Tutorial¶
In this tutorial we will convert several X-ray powder diffraction
patterns to corresponding PDFs. Open a terminal on a Unix-based system
or a Command Prompt on Windows and navigate to the examples
folder included with the PDFgetX3 distribution. The examples
folder can be found in the parent “doc” directory relative to this
document or another option is to just search your file system for
one of the input files mentioned below.
The example files are also available at
http://www.diffpy.org/doc/pdfgetx3/pdfgetx3-examples.zip.
Nickel X-ray PDF¶
predefined configuration file¶
Change to the Ni
directory. The file named
ni300mesh_300k_nor_1-5.chi
contains powder X-ray data
measured from nickel at the Advanced Photon Source beamline
6ID-D. The file contains two columns for the 2Θ scattering
angles and X-ray intensities. The second file
kapton_bgrd_300k_nor_2-3.chi
contains the background
measurement, i.e., the intensities from an empty capillary.
Finally, the pdfgetx3.cfg
contains a complete configuration
parameters for converting the powder pattern to a PDF. Since all
processing parameters are already defined in the configuration file,
the first PDF calculation is very simple and involves running the
pdfgetx3 program with the powder data file as an argument:
$ pdfgetx3 ni300mesh_300k_nor_1-5.chi
For the first run there should be no output on the screen,
however a new file, ni300mesh_300k_nor_1-5.gr
should appear
in the work directory. We can use the plotdata program,
installed with PDFgetX3, to plot the output data:
$ plotdata ni300mesh_300k_nor_1-5.gr
This will open a graph window and start an IPython interactive session.

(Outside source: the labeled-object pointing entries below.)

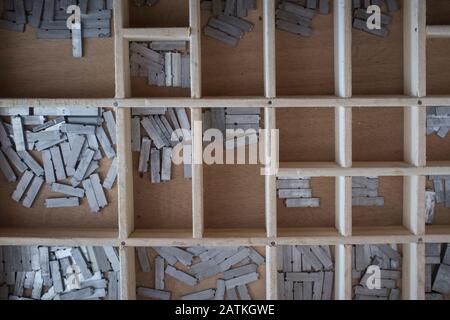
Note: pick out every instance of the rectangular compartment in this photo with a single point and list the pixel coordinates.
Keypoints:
(238, 71)
(388, 215)
(163, 14)
(40, 220)
(377, 272)
(165, 205)
(45, 68)
(377, 134)
(306, 134)
(201, 281)
(294, 220)
(438, 67)
(59, 273)
(306, 272)
(377, 63)
(305, 65)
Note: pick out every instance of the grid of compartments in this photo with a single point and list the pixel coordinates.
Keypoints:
(361, 114)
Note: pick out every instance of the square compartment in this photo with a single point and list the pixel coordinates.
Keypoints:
(293, 220)
(238, 71)
(165, 205)
(377, 134)
(141, 88)
(389, 215)
(306, 134)
(39, 68)
(391, 271)
(438, 66)
(305, 66)
(377, 63)
(178, 289)
(39, 220)
(163, 14)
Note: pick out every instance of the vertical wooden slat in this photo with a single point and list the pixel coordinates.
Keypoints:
(414, 34)
(196, 120)
(127, 273)
(343, 272)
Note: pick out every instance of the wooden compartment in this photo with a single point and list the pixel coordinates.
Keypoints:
(235, 71)
(38, 220)
(306, 134)
(36, 68)
(377, 63)
(256, 289)
(389, 215)
(438, 66)
(297, 220)
(233, 199)
(298, 57)
(162, 206)
(163, 14)
(378, 134)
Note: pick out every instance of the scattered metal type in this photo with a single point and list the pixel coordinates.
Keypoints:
(58, 273)
(365, 192)
(156, 148)
(89, 19)
(227, 23)
(70, 155)
(163, 63)
(437, 271)
(296, 192)
(438, 121)
(387, 258)
(305, 273)
(236, 267)
(361, 16)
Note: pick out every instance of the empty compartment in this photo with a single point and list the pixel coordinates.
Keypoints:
(306, 134)
(305, 203)
(377, 134)
(305, 60)
(71, 165)
(377, 62)
(38, 63)
(162, 187)
(377, 202)
(437, 271)
(234, 65)
(436, 202)
(438, 67)
(160, 69)
(377, 272)
(306, 272)
(161, 14)
(200, 273)
(59, 273)
(438, 137)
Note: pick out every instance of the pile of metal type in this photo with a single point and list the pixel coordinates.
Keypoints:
(305, 273)
(365, 192)
(227, 24)
(163, 63)
(437, 271)
(438, 121)
(59, 273)
(296, 16)
(50, 17)
(235, 267)
(165, 128)
(361, 16)
(296, 192)
(387, 259)
(68, 142)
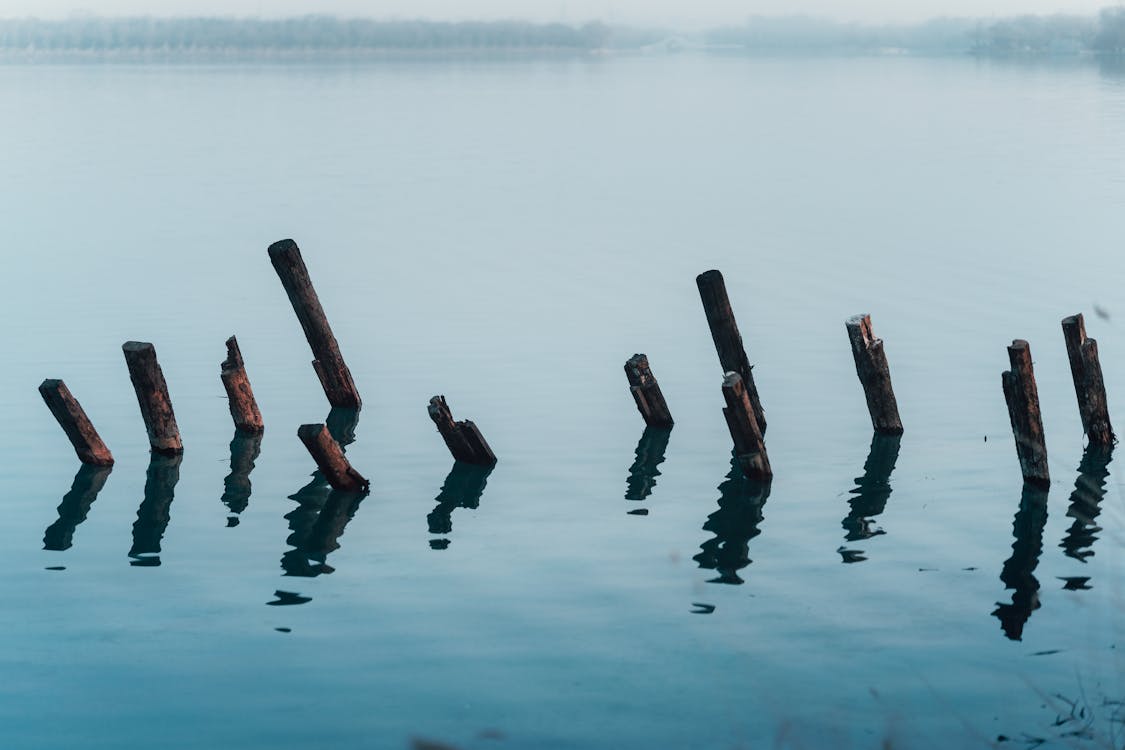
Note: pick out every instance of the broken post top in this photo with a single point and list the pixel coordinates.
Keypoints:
(329, 363)
(728, 341)
(152, 397)
(233, 360)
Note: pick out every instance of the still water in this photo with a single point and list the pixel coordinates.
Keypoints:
(507, 234)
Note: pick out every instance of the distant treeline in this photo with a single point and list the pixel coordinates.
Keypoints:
(305, 34)
(1024, 35)
(313, 35)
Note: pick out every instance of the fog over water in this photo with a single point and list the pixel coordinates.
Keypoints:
(628, 11)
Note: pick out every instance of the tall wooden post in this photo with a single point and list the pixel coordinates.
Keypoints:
(152, 396)
(1086, 370)
(244, 410)
(749, 448)
(335, 377)
(75, 424)
(875, 376)
(646, 391)
(462, 439)
(1023, 399)
(330, 459)
(728, 342)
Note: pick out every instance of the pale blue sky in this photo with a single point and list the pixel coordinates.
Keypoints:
(660, 11)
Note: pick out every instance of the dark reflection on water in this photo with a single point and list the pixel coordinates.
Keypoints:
(75, 505)
(732, 525)
(1086, 506)
(322, 513)
(153, 514)
(642, 473)
(870, 495)
(244, 451)
(462, 489)
(1018, 570)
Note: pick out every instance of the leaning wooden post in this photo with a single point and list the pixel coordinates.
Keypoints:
(152, 395)
(462, 439)
(330, 459)
(244, 410)
(749, 448)
(875, 376)
(79, 428)
(1090, 388)
(728, 342)
(647, 394)
(335, 377)
(1023, 399)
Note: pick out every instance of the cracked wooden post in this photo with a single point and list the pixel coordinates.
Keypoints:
(749, 448)
(646, 391)
(330, 459)
(728, 342)
(335, 377)
(875, 376)
(1023, 399)
(462, 439)
(72, 418)
(1090, 388)
(152, 396)
(244, 410)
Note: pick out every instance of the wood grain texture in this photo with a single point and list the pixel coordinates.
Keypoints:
(327, 362)
(72, 418)
(152, 396)
(875, 376)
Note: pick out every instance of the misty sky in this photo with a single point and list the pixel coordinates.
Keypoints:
(632, 11)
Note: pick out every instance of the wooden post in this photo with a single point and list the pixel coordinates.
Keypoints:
(1090, 388)
(1023, 399)
(239, 392)
(749, 448)
(335, 377)
(647, 394)
(75, 424)
(152, 395)
(875, 376)
(728, 342)
(462, 439)
(331, 460)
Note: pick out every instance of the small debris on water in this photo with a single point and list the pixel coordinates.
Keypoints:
(287, 598)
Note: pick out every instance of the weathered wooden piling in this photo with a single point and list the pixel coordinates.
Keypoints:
(1023, 399)
(1090, 388)
(646, 391)
(462, 439)
(330, 459)
(728, 342)
(152, 396)
(72, 418)
(244, 410)
(749, 448)
(335, 377)
(875, 376)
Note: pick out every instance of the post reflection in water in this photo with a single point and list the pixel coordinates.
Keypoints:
(153, 514)
(244, 451)
(870, 495)
(642, 473)
(322, 513)
(1085, 507)
(734, 525)
(462, 489)
(75, 505)
(1018, 570)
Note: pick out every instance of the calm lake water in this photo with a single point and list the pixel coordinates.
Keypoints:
(507, 234)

To exit and close the figure, type exit()
on the IPython prompt.
Let’s run the program again, but now with a
--verbose=info
option, to show more details about the program actions.
$ pdfgetx3 --verbose=info ni300mesh_300k_nor_1-5.chi
INFO:checking for environment variable PDFGETX3PATH
INFO:searching for default config file /home/user/.pdfgetx3.cfg
INFO:searching for default config file .pdfgetx3.cfg
INFO:searching for default config file pdfgetx3.cfg
INFO:loaded default config file pdfgetx3.cfg
INFO:parsing config file section [DEFAULT]

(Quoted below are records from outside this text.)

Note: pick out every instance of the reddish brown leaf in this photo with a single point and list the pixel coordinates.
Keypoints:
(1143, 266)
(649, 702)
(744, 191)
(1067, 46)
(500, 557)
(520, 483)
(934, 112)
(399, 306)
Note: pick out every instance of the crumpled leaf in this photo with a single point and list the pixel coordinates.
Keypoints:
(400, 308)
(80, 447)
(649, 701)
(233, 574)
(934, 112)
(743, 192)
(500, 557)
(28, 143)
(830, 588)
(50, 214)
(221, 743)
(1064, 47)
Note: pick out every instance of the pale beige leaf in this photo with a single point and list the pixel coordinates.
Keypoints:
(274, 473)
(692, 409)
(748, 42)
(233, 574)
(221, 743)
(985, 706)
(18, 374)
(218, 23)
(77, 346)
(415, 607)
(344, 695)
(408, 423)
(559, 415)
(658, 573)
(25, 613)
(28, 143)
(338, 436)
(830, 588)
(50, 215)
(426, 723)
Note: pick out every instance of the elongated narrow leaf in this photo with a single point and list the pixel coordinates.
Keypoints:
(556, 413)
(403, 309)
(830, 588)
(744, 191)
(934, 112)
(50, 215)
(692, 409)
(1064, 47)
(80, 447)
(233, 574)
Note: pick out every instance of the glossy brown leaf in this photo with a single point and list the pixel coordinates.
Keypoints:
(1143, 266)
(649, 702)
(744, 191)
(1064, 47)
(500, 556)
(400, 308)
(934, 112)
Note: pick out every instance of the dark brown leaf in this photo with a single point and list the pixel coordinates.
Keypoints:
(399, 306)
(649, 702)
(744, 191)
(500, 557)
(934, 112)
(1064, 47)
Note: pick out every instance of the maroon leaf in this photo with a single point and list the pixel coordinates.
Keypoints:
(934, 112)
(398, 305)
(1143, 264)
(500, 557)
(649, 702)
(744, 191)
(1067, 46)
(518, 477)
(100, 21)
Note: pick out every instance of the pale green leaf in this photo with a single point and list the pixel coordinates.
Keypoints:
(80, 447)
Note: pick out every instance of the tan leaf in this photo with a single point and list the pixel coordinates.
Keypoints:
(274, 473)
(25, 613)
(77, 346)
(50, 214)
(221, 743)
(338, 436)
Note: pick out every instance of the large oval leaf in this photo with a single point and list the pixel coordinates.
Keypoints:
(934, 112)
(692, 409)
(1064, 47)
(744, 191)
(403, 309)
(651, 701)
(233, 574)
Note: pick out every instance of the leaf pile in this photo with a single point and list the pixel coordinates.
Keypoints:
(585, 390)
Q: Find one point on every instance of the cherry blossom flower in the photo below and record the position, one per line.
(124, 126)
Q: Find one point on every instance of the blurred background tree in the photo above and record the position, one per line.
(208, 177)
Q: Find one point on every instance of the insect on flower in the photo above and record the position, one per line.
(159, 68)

INFO:set config.dataformat = twotheta
INFO:set config.backgroundfile = kapton_bgrd_300k_nor_2-3.chi
INFO:set config.outputtypes = gr
INFO:set config.wavelength = 0.142774
INFO:set config.composition = Ni
INFO:set config.qmaxinst = 26.5
INFO:set config.qmax = 26.0
INFO:set config.rmin = 0.0
INFO:set config.rmax = 30.0
INFO:set config.rstep = 0.01
INFO:finished parsing config file
INFO:processing command line options
INFO:set config.verbose = info
INFO:finished with command line options
INFO:using 1 input files from the command line.
INFO:configuring PDFGetter mode 'xray'
INFO:calling config_xray
INFO:started PDF processing.
INFO:processing 'ni300mesh_300k_nor_1-5.chi'
INFO:resolved output file '' as 'ni300mesh_300k_nor_1-5.gr'
WARNING:ni300mesh_300k_nor_1-5.gr already exists.

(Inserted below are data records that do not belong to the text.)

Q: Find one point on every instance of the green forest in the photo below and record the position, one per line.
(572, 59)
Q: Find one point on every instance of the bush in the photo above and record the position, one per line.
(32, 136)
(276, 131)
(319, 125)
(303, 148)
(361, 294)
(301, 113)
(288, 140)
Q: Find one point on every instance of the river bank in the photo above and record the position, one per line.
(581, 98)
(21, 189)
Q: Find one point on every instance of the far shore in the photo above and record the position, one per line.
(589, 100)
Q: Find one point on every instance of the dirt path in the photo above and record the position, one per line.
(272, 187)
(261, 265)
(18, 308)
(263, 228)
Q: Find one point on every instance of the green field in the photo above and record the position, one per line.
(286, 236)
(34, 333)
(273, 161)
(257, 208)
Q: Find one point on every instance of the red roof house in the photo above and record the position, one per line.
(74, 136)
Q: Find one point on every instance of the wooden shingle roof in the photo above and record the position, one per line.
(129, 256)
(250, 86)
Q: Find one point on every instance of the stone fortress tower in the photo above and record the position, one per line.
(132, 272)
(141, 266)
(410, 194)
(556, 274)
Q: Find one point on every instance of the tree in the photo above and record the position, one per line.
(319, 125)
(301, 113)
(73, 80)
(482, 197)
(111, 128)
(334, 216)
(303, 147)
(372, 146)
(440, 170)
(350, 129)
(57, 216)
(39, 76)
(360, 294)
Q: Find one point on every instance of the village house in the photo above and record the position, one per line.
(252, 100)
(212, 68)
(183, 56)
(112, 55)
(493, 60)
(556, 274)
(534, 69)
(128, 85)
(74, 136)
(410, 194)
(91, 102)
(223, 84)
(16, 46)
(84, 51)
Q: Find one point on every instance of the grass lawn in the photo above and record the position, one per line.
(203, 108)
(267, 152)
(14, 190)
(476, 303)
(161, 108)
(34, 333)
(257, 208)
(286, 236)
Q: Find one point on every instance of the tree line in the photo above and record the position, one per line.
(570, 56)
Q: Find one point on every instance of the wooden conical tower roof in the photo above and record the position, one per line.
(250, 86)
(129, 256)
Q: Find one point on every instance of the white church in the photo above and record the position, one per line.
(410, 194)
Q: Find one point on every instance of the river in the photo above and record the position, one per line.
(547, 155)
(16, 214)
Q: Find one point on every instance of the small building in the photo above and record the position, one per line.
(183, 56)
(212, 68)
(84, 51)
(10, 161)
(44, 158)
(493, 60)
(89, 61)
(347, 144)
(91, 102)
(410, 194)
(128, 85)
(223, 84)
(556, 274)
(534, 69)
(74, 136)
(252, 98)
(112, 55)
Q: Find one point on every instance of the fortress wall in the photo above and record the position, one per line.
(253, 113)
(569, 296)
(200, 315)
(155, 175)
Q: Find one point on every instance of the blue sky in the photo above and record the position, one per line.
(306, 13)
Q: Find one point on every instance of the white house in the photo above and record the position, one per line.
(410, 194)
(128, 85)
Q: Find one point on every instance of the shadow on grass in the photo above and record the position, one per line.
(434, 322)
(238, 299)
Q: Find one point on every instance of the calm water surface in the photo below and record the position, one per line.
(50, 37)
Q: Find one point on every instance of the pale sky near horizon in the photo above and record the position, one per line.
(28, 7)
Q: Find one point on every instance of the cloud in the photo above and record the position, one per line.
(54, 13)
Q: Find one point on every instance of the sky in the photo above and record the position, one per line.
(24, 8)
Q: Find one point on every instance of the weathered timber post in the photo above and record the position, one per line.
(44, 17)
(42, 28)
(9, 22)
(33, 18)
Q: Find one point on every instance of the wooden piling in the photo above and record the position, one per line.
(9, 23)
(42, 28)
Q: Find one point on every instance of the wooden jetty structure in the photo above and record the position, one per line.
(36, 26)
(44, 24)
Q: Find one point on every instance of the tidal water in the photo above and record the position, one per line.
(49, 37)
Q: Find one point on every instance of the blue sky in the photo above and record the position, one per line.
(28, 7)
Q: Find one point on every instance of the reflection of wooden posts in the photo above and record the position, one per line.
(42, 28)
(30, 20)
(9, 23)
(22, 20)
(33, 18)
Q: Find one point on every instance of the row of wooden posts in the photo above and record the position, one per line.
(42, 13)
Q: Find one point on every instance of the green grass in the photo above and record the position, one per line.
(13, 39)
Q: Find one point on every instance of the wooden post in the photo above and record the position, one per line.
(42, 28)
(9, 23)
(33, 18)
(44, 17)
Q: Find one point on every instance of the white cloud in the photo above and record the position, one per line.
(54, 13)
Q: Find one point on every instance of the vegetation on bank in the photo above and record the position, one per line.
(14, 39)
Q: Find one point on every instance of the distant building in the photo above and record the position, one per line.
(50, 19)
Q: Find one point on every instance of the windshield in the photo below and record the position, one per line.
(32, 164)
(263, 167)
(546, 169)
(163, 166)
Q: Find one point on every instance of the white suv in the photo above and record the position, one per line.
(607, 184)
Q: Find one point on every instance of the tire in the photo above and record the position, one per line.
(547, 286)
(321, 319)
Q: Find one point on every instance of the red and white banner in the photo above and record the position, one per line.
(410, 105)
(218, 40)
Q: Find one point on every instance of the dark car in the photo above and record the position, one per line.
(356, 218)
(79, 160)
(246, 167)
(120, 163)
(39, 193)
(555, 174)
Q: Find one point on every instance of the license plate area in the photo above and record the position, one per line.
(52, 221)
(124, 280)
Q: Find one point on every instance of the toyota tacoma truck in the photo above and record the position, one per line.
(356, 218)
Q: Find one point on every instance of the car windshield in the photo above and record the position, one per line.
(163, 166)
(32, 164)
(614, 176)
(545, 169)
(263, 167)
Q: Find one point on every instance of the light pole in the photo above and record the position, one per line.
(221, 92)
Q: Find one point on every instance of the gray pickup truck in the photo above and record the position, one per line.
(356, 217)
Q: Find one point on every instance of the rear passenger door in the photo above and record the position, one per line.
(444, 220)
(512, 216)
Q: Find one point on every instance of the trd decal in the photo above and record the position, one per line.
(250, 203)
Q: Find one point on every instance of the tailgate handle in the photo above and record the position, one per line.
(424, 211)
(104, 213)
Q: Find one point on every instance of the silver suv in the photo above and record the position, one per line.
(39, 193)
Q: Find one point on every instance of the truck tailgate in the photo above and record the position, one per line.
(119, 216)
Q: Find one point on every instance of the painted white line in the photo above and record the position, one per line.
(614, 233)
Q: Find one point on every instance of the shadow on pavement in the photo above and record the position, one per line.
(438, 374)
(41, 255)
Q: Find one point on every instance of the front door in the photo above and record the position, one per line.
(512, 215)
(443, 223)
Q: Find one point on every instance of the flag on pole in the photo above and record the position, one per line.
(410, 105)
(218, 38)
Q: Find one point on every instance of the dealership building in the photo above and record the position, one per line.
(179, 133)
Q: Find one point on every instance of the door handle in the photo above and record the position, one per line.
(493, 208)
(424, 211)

WARNING:Use "--force=yes" or "--force=once" to overwrite.
INFO:elapsed time: 0.08
Here we can see what configuration files are searched, which of them
get loaded and what are the effective values of the processing
parameters. Unless the --verbose
option is in effect, the
program will show only messages that have either WARNING or ERROR
importance. The warning line above indicates no output has been
written, because that file already exists. This safety check can be
overruled with the --force=yes
option, upon
which pdfgetx3 would overwrite any existing files.
PDFgetX3 output files start with a header that lists all the processing
parameters and can be used as a valid configuration file with the
-c
option. Another option, --plot=[iq,sq,fq,gr]
turns on plotting of the final PDF or of some other result. A
side effect of the --plot
option is that pdfgetx3 starts in
an interactive mode, so the user can manipulate or save the plots. To
put it all together, we are now going to redo the original PDF and plot
its reduced total scattering function F(Q) and the PDF curve G(r). This
time the chi file is not necessary, because the input file is already
listed in the gr file that is now used as a custom configuration:
$ pdfgetx3 -c ni300mesh_300k_nor_1-5.gr --plot=fq,gr
WARNING:ni300mesh_300k_nor_1-5.gr already exists.
WARNING:Use "--force=yes" or "--force=once" to overwrite.
Variables related to PDF processing:
pdfgetter -- PDFGetter used for calculation.
config -- configuration data used by PDFGetter.
See config.inputfiles for a list of inputs.
iraw -- matrix of input raw intensities with 2 rows per file.
iq sq fq gr -- intermediate results per each input file stored
as matrix rows.
Functions:
tuneconfig -- dynamically tune configuration variables.
processFiles -- process specified data files.
clearSession -- clear all elements from the inputfiles, iraw,
iq, sq, fq and gr variables.
plotdata -- plot all or selected columns from a text data file.
loadData -- load all or selected columns from a text data file.
findfiles -- search for files matching the specified patterns.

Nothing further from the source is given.